Steve Smith, David Warner and Cameron Bancroft have been handed punishments that do not fit the crime of ball tampering, according to Australia great Shane Warne.
The trio were handed international and domestic suspensions by Cricket Australia on Wednesday after being found guilty of trying to alter the condition of the ball against South Africa in Cape Town.
Smith and Bancroft admitted the offence at a media conference after the third day's play at Newlands, with the former subsequently stood down as captain for the remainder of the Test.
A Cricket Australia investigation was launched and the pair – along with vice-captain Warner – were subject to hefty sanctions.
Smith and Warner were banned for 12 months, while Bancroft will not be eligible to play for nine months, with all three having the right to appeal.
Australia's actions on the pitch have brought condemnation from across the globe, but Warne believes the authorities have gone over the top with the punishments they have handed out.
"To hear that the Australian cricket team had been involved in premeditated cheating is something that is embarrassing," Warne wrote for News Ltd.
"But the jump to hysteria is something that has elevated the offence beyond what they actually did, and maybe we're at a point where the punishment just might not fit the crime.

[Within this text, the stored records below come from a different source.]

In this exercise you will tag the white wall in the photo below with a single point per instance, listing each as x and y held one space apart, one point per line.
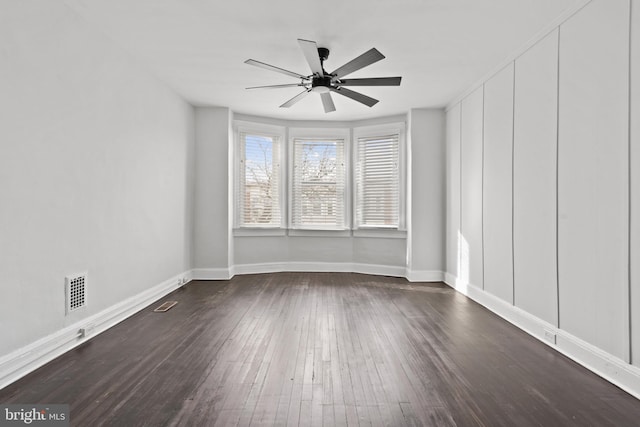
593 176
427 194
534 180
573 182
635 182
452 240
471 259
94 172
211 234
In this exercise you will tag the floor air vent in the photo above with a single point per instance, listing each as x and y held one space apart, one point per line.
165 306
75 288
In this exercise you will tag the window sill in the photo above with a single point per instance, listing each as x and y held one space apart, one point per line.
257 231
379 233
383 233
319 233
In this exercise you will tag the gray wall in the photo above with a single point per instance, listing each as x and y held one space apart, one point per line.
95 163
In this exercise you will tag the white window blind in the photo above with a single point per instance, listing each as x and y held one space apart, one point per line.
258 189
378 181
318 184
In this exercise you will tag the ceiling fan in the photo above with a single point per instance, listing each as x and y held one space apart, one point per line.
324 83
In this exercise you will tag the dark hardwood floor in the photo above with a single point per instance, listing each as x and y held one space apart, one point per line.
330 349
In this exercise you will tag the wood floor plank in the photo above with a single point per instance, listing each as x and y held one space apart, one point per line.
322 349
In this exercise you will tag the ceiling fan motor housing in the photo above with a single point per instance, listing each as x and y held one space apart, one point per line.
323 53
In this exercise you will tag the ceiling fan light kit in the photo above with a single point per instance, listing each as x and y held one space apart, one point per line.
324 83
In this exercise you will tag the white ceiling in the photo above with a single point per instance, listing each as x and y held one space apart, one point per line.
439 47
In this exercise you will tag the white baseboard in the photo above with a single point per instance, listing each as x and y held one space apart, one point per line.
343 267
19 363
212 273
609 367
424 275
380 270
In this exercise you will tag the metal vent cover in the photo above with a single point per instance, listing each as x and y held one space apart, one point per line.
75 289
165 306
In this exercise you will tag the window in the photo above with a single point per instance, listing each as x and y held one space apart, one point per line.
378 181
318 188
313 181
258 181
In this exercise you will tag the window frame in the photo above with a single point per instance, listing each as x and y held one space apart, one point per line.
349 132
399 129
279 134
333 133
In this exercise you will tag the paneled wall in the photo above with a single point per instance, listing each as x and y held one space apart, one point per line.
635 183
497 184
548 190
535 139
453 191
593 176
471 264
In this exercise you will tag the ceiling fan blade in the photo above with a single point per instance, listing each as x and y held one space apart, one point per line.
274 68
276 86
374 81
367 58
327 102
295 99
356 96
310 50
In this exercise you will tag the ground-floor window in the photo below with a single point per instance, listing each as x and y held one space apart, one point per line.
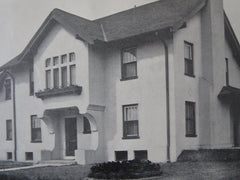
190 119
9 155
9 129
121 155
130 121
36 129
29 156
141 155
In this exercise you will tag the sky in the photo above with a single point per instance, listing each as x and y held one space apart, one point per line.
20 19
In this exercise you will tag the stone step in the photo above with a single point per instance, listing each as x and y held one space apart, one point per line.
210 155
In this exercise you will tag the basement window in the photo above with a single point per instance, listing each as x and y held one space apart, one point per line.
121 155
29 156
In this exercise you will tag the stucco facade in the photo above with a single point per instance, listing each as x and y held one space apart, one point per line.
99 94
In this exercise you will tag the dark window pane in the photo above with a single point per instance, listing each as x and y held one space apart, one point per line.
64 76
64 58
86 126
73 74
190 119
56 78
9 129
48 79
36 128
121 155
72 57
129 63
140 155
55 60
48 62
8 90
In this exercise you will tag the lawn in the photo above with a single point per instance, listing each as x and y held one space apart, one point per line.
178 170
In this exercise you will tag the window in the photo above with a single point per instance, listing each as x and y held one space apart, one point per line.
86 126
190 119
8 90
9 129
48 79
56 78
140 155
188 57
62 72
31 82
129 63
121 155
29 156
130 121
73 74
9 155
36 129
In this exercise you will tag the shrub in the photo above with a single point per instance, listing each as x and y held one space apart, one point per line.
125 170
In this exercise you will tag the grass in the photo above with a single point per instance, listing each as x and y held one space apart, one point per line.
178 170
11 164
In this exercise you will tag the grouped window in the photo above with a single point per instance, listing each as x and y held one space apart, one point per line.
130 121
36 134
190 119
60 71
9 129
129 63
188 58
8 90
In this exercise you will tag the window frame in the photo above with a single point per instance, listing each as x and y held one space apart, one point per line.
8 89
32 129
9 132
125 135
190 133
187 60
123 74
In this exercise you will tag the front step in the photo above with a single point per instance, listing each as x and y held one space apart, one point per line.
58 162
210 155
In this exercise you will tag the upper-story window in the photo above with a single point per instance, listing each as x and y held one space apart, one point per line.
31 82
60 71
8 91
129 63
188 58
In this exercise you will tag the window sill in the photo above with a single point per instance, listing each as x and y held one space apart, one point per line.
190 75
73 89
191 135
36 141
131 137
129 78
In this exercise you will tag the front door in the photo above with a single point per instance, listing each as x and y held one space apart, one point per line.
71 135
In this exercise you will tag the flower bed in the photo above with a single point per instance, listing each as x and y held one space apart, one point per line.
125 170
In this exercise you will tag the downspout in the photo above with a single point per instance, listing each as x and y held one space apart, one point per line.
167 96
14 115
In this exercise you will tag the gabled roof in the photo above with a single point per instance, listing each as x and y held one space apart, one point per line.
159 15
148 18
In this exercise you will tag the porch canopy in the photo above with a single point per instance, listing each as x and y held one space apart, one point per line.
229 94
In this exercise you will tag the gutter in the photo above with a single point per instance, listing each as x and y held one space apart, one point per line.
14 115
167 96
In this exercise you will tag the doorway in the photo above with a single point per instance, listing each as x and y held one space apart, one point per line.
71 136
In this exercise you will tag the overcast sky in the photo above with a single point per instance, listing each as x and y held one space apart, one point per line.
20 19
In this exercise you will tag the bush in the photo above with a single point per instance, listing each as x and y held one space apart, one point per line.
125 170
12 177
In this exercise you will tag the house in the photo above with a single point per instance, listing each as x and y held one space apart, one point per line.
146 83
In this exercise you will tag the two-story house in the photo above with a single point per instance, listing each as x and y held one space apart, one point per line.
146 83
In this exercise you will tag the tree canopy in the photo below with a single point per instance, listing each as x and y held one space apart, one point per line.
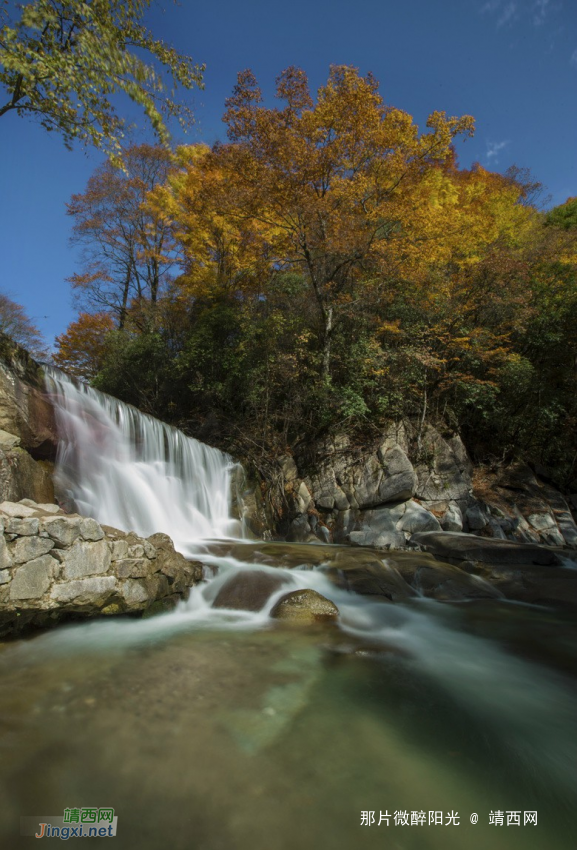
63 61
336 269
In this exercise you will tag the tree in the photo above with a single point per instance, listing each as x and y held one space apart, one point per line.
18 327
64 60
127 247
333 190
81 349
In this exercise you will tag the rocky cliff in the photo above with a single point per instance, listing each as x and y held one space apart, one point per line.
403 484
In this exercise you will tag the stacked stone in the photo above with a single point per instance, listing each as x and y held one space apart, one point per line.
54 564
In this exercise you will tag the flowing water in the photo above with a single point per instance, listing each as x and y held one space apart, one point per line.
214 729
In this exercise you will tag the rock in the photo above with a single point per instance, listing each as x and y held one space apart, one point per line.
452 519
85 558
28 548
32 580
468 547
540 522
305 607
416 518
119 549
288 468
63 530
22 527
135 568
248 590
5 557
43 506
90 529
15 509
446 474
88 592
365 573
21 475
135 593
475 518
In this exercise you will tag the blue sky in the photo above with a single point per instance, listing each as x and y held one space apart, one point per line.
512 64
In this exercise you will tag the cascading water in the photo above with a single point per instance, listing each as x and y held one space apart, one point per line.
133 472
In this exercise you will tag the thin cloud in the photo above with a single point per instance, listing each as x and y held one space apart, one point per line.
507 14
494 149
541 10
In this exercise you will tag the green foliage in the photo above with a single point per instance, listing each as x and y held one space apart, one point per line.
63 61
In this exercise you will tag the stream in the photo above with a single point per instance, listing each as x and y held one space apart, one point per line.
219 729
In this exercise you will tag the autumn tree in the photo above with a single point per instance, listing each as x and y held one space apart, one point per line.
15 324
63 61
81 349
325 188
127 248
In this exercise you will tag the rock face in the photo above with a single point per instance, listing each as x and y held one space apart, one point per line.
55 566
28 436
406 484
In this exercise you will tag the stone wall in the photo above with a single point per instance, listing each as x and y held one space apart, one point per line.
56 566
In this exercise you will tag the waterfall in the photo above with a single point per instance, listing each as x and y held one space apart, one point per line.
131 471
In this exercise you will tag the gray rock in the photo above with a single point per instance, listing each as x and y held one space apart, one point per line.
93 592
305 607
135 568
63 530
16 509
28 548
452 519
22 527
475 518
416 518
32 580
134 593
8 441
85 558
119 550
5 558
90 529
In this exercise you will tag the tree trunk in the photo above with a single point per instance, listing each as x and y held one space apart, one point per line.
328 330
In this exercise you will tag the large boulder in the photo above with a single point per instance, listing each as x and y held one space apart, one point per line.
305 607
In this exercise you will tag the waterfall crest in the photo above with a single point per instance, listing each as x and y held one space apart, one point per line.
133 472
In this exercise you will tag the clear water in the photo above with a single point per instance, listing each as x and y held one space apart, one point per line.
220 730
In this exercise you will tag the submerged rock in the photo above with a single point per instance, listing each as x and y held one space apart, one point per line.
305 607
448 544
248 590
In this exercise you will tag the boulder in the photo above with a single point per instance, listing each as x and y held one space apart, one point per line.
305 607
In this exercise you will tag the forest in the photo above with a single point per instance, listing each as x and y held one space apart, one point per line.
329 268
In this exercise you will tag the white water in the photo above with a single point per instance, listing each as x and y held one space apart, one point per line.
135 473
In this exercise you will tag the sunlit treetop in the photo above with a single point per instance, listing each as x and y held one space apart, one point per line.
63 61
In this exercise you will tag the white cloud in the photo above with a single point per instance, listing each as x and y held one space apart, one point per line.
506 15
494 149
541 10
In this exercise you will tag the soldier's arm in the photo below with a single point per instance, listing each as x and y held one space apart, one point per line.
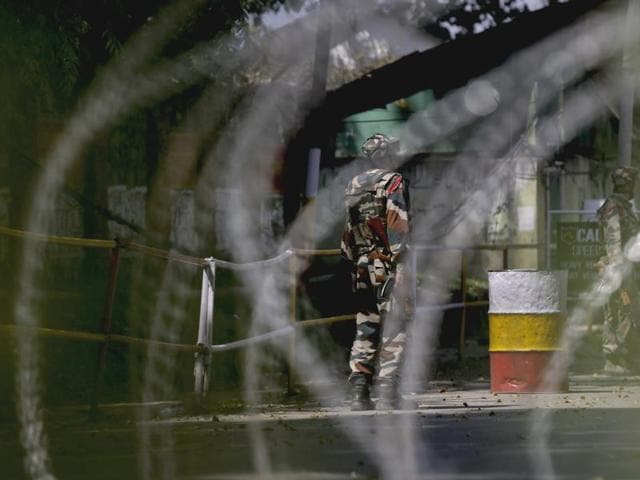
397 214
346 242
612 235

"The hysteria has gone worldwide … But what are the players guilty of? Cheating via ball tampering and bringing the game into disrepute.

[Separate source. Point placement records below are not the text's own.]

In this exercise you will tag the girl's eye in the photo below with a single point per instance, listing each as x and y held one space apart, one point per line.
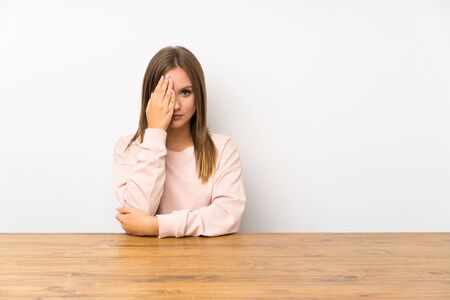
186 91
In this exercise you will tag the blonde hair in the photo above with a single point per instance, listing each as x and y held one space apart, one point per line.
166 59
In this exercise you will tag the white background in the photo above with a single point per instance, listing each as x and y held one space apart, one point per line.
340 109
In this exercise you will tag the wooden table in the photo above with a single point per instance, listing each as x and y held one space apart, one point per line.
240 265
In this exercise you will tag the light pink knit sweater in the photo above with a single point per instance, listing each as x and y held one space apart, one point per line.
164 183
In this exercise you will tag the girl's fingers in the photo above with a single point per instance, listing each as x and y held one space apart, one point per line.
168 93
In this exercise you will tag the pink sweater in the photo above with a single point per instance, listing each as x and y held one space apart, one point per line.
164 183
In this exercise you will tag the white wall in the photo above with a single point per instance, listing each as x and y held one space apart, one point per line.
339 108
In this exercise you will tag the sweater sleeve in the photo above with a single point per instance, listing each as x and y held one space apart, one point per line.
140 171
224 214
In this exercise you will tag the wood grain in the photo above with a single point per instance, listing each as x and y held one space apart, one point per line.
240 265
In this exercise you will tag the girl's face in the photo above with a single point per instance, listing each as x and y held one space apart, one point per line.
184 98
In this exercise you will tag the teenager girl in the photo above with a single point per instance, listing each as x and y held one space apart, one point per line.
174 177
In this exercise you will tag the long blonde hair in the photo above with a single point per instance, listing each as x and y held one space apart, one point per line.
166 59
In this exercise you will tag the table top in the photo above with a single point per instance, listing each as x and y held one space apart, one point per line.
239 265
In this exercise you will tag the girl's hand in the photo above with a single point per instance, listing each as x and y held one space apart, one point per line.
159 109
137 222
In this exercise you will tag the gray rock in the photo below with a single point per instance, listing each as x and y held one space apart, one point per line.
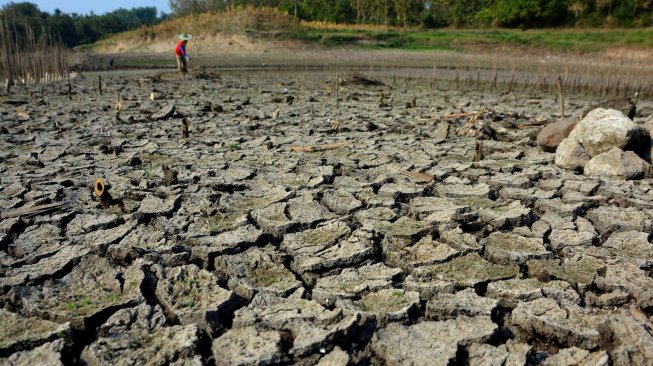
255 271
194 297
466 302
618 163
604 129
353 282
571 155
139 336
429 343
247 346
505 248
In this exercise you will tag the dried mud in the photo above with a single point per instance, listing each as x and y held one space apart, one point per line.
403 223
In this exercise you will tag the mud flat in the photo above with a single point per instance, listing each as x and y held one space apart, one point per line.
404 223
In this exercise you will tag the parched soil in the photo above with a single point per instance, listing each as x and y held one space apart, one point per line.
273 216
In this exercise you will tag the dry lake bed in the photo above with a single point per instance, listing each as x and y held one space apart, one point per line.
237 217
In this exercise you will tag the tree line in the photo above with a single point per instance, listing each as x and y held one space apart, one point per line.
21 19
445 13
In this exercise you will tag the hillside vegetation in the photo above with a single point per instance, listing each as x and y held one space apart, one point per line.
245 28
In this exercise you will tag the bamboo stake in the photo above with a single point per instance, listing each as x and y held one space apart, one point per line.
562 97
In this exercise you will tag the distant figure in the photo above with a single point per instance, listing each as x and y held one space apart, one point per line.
180 51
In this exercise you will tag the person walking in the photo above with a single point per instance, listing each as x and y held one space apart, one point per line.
180 51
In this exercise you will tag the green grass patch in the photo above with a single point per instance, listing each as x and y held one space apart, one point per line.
565 40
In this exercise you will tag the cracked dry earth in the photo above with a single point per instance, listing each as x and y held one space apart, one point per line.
409 239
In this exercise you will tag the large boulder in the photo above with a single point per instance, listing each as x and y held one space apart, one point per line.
618 163
552 134
571 155
604 129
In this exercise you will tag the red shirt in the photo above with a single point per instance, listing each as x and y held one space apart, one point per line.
180 51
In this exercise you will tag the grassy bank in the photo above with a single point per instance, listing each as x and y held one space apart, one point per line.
254 26
559 40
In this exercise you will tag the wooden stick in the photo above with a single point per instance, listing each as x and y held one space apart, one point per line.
562 97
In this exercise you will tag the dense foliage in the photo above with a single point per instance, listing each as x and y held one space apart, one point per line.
438 13
72 29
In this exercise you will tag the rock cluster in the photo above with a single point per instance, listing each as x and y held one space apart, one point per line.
606 143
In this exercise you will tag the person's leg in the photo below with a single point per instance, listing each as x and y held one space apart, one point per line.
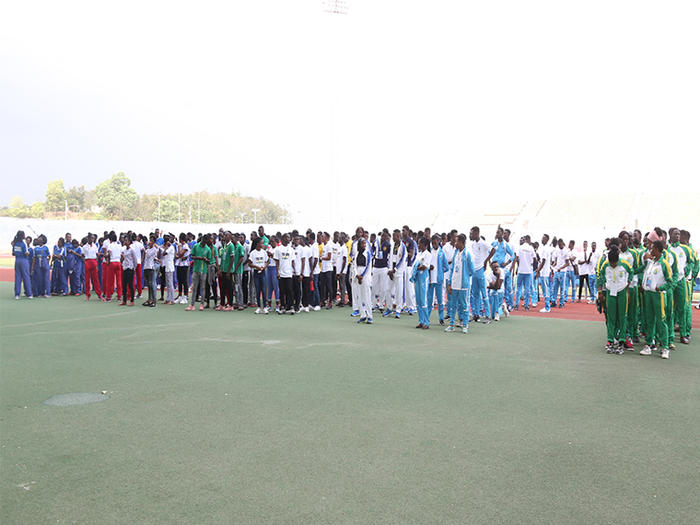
679 307
315 295
528 290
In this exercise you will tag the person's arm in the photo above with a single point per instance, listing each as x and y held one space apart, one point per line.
491 253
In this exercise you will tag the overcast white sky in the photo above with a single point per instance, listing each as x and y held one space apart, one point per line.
398 105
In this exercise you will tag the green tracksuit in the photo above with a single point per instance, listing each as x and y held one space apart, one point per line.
694 270
615 282
631 256
669 303
657 275
680 292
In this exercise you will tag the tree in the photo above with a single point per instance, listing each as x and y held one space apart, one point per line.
17 207
37 210
76 198
168 211
116 197
55 195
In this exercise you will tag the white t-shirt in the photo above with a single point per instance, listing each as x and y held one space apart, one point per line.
115 252
297 260
129 262
168 259
491 278
138 246
546 255
184 261
433 262
149 259
327 266
90 251
480 251
258 258
559 257
314 255
285 256
342 253
457 272
526 257
306 256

Smith, Warner suspensions confirmed as 12 months, Bancroft nine months.— ICC (@ICC) March 28, 2018
Each player will have to undertake 100 hours voluntary service in community cricket.
Smith, Bancroft will not be considered for leadership for 12 months following ban, Warner to not be considered in future. https://t.co/9WbjYVu4S4
"Their opposing captain in this series, South Africa's Faf du Plessis, has been charged with ball-tampering twice, and opening bowler Vernon Philander once.
"Then there's the idea of premeditated cheating. But are there levels of ball tampering, or is it just ball tampering? Is putting a mint in your pocket so you can shine a ball on the field premeditated cheating, or just ball tampering? What about putting sunscreen on the ball? You either ball tamper or you don't.
"For that reason, I don't think the punishment is fitting the crime."
While the three players were punished, coach Darren Lehmann was not sanctioned, much to the surprise of many. However, Warne is confident his former team-mate has not been protected by the Australian authorities.
"Darren Lehmann has been cleared of knowing what went on too, which has surprised plenty, but that's all part of the hysteria," Warne added.
"It's easy to say 'as if Boof didn't know'. But all we can go [on] is what we've been told. This is too big a deal, too big a story, there is too much at stake for the game and (CA chief executive) James Sutherland to lose, not (to) tell the truth.
"We are all struggling to believe what he said, that it was just the three players who knew what was happening, that the coach had to know.
"We all saw him on the walkie talkie. But you have to take James at his word."